• 2018-07
  • 2019-04
  • 2019-05
  • 2019-06
  • 2019-07
  • 2019-08
  • 2019-09
  • Advani et al reported that CsA was associated


    Advani et al. reported that CsA was associated with good overall and durable responses. Although the mechanism remains unclear, CsA may inhibit the function of T cells, including their production of cytokines involved in the progression of AITL. Consequently, immunosuppressive therapies might exacerbate EBV infection and the occurrence of secondary cancer. Targeted therapies, such as rituximab, might have a potential role in the treatment of AITL. Rituximab may eradicate EBV-B atr inhibitor and activated B cells, and may prevent the progression to AITL. However, the authors of a multicenter phase II trial conducted by the Groupe d\' Etude des Lymphomes de l\' Adulte concluded that R-CHOP did not improve prognosis as compared with standard CHOP. EBV infection and proliferation of EBV-B cells are usually detected in patients with AITL, especially in advanced stages of the disease. These clinical features are thought to occur secondary to immunodeficiency. Zhou et al. reported that a higher tissue EBV load was correlated with disease progression and B cell clonality. Delfau-Laure et al. reported that a higher EBV load tended to be associated with a shorter progression-free survival, although the presence of EBV copies in peripheral blood mononclear cells (PBMC) was not associated with the response to R-CHOP. We should discuss whether the presence of EBV-DNA in PBMC is more useful than repeated lymph node biopsy for determining the optimum salvage strategy at the time of relapse. EBV is generally detected at the initial diagnosis of AITL in most patients. Therefore, the detection of EBV-DNA in PBMC, alone, may be insufficient to determine the treatment starategy at relapse. If EBV-DNA in PBMC is negative or if its level is low at initial diagnosis of AITL, and if a higher EBV load is detected in these patients at relapse, these observations might indicate EBV infection/reactivation and proliferation of EBV-B cells, consistent with disease progression. However, EBV-positive lymphoproliferative disorder or diffuse large B-cell lymphoma were reported in some patients with AITL. Therefore, although repeated lymph node biopsy is invasive, it should be considered for patients with AITL who have high EBV loads or if expansion of B cells and/or EBV-B cells is suspected at relapse. The results of such tests may also help clinicians to differentiate between AITL and other EBV-positive disorders.

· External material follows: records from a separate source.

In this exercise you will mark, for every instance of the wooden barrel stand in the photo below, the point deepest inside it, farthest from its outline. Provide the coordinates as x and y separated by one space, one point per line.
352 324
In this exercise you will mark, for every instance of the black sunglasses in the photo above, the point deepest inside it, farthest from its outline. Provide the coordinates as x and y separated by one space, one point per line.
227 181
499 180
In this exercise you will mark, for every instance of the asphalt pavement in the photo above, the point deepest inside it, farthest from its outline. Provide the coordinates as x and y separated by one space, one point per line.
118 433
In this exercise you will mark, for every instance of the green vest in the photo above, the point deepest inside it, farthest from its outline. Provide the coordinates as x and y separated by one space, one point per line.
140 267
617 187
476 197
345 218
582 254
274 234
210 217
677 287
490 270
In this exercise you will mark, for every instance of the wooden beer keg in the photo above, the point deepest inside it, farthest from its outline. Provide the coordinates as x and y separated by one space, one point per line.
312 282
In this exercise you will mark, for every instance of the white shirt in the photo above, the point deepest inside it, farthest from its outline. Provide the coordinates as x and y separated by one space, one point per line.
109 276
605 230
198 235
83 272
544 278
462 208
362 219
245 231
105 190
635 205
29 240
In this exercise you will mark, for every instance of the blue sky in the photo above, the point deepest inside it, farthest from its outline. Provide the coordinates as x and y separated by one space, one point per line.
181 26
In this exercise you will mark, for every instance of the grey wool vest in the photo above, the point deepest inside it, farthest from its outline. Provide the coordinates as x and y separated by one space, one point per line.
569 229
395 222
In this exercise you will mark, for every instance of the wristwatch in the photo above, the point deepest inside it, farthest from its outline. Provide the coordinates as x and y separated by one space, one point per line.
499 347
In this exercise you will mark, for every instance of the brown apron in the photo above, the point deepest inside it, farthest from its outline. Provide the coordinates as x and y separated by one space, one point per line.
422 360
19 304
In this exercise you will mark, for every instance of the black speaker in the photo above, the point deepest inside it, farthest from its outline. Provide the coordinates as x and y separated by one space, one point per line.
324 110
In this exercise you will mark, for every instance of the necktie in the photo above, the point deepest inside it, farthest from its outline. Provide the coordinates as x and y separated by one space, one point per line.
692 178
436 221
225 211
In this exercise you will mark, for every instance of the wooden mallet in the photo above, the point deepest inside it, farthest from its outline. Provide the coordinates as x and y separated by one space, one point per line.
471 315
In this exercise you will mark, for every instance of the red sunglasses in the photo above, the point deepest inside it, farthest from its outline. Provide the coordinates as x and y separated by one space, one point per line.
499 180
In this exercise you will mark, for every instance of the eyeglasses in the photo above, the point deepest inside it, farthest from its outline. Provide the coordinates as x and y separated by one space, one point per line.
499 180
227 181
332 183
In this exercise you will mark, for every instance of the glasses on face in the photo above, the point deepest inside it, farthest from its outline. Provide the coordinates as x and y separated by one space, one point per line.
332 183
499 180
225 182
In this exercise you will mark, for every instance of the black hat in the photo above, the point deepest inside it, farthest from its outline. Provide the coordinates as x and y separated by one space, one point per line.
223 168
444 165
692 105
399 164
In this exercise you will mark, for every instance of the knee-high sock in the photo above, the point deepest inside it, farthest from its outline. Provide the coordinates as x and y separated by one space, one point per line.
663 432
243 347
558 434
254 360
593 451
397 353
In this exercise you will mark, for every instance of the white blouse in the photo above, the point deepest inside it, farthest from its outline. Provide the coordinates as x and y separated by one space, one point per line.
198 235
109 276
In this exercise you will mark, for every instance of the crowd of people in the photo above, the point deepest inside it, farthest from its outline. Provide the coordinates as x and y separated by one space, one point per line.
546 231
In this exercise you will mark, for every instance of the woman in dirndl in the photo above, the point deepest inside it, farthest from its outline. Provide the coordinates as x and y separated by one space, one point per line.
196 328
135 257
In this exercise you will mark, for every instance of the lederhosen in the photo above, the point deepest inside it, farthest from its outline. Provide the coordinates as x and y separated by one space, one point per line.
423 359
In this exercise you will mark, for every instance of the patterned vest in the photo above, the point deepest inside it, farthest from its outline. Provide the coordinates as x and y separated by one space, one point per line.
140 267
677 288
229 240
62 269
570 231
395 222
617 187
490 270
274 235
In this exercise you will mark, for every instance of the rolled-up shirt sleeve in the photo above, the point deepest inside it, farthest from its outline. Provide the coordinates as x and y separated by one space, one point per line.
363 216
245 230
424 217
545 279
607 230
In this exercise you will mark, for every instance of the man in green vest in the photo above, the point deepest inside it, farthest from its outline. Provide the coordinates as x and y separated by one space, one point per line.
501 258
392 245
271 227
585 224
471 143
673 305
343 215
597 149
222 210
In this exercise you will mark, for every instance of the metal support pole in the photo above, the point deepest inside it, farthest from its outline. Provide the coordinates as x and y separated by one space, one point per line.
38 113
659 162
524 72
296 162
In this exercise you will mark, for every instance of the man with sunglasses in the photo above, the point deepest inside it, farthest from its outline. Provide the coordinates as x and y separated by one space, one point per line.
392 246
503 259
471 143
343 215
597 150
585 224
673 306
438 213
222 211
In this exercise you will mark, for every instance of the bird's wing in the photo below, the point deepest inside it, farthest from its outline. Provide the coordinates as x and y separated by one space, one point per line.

    It is well demonstrated that chronic Hepatitis C Virus (HCV) infection can be associated to non-Hodgkin\'s lymphoma (NHL) and that antiviral treatment can produce NHL regression in HCV-related forms. We observed a case of Smoldering Multiple Myeloma (SMM) and hepatitis C in which a clear regression of SMM followed successful antiviral treatment. In a 54 year old woman routine blood tests revealed, in January 2005, a monoclonal IgG-k (1.87g/dl). Bence Jones protein (BJ) was positive, with free k light chains 1.20g/24h. No bone lesions were found and the bone marrow biopsy showed 20% plasma cell infiltration, restricted for kappa light chains. Renal function was normal while alanine transaminase (ALT) and aspartate transaminase AST) were elevated. An increased level of AST, ALT and gamma-glutamyl transpeptidase (GGT) was indeed present since 1985, but further investigations were not previously performed.